3. S. Frederick Starr, Bamboula! The LIfe and Times of Louis Moreau Gottschalk (New York: OUP,
1995), 332.
4. Notes of a Pianist, ed. Behrend, 103-105.
5. From ca. 1857-1865 Church was at the peak of his career and enjoying spectacular financial success.
Like Gottschalk he too fell into oblivion. However, while Gottschalk's revival can be dated from 1948,
with the U.S. premier in New York of the Symphony No. 1 La Nuit des tropiques in an arrangment
for two pianos, Church had to wait until 1966 for his first retrospective exhibition. William E.
Korf, The Orchestral Music of Louis Moreau Gottschalk (Henryville, PA: Institute of Mediaeval Music,
1983), 63-65; Starr, Bamboula! 448-454; Carol Troyen, Burlington Magazine, vol. 132, No. 1042,
January 1990), 70-72.
6. The Times Atlas of the World (London: Times Books, 1992), 103 G3.
7. Catskill Station. Decayed piling along with some concrete stairs are the only evidences remaining
today at the site of the hamlet of Catskill Station. This hamlet was located directly on the
Hudson River approximately three miles south of the City of Hudson. The area known as Catskill Station
consisted of a railroad station, a ferry slip, a general store and a post office for the town of
Greenport. Completion of the Rip Van Winkle Bridge in 1935 brought an end to the need for the railway
station and by the early 1940s the hamlet was entirely closed. Marjorie Grabowski, Greenport,
The Forgotten Town: A History Commemorating the 150th Anniversary of the Town of Greenport
(Hudson, NY: Town of Greenport, Columbia County, Historical Society, 1987), 27.

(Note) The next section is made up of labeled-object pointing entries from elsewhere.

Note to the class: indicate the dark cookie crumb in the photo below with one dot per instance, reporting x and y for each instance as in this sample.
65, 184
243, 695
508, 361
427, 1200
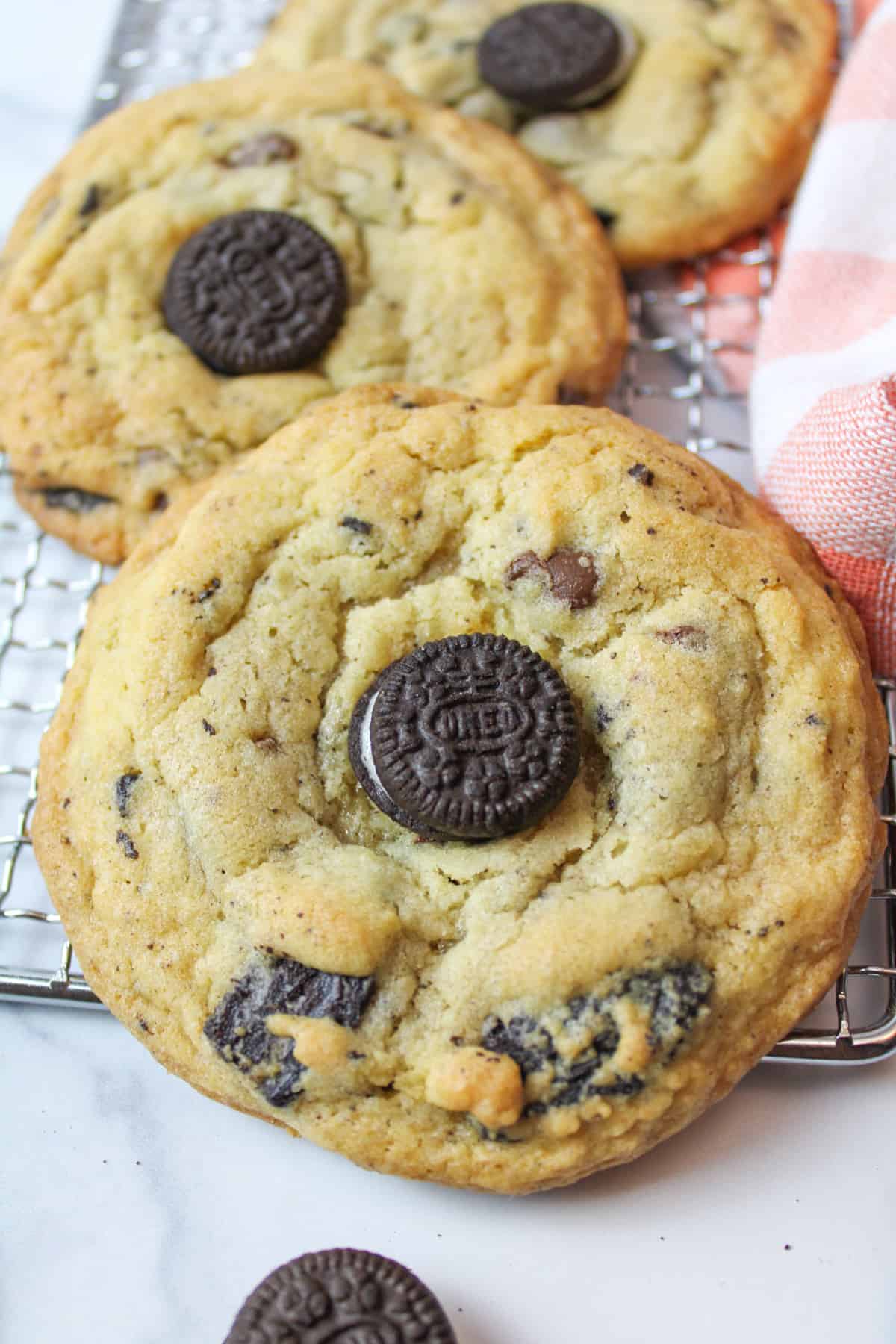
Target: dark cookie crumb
673, 999
90, 201
281, 986
267, 148
124, 788
685, 636
356, 524
128, 846
570, 396
74, 500
208, 591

8. Notes of a Pianist, ed. Behrend, 105; "The Farm," or "Cosy Cottage," illustrated in
Franklin Kelly with Stephen Jay Gould, James Anthony Ryan and Debora Rindge, Frederic Edwin
Church (Washington, DC: National Gallery of Art and the Smithsonian Institution Press, 1989),
129; Historic Landscape Report (1996), letter ca. 7 June 1870, Isabel Church to Mrs. Erastus Dow
Palmer, Albany Institute of History and Art.
9. Olana, from Olane, a fortress-treasure house in ancient Persia, constructed by Church
as the ideal environment for raising his family. Kelly et al., Frederic Edwin Church, 144.
10. Robert Offergeld, The Centennial Catalog of the Published and Unpublished Compositions of
Louis Moreau Gottschalk (New York: Stereo Review, 1970), 14.
Acknowledgements
I am indebted to the following: Sandra Markham, Chief Librarian, McKinney Library, Albany
Institute of History and Art, for her enthusiastic help and her generous hospitality; Karen Zukowski,
Curator, Olana State Historic Site, and her Curatorial Assistant, Ida Brier, both of whom
provided assistance at Olana and, like Sandra Markham, have generously responded by electronic
mail to my subsequent inquiries; Professor Peter Dickinson, Institute of United States Studies, University
of London, UK, for whom no expression of gratitude can ever be adequate.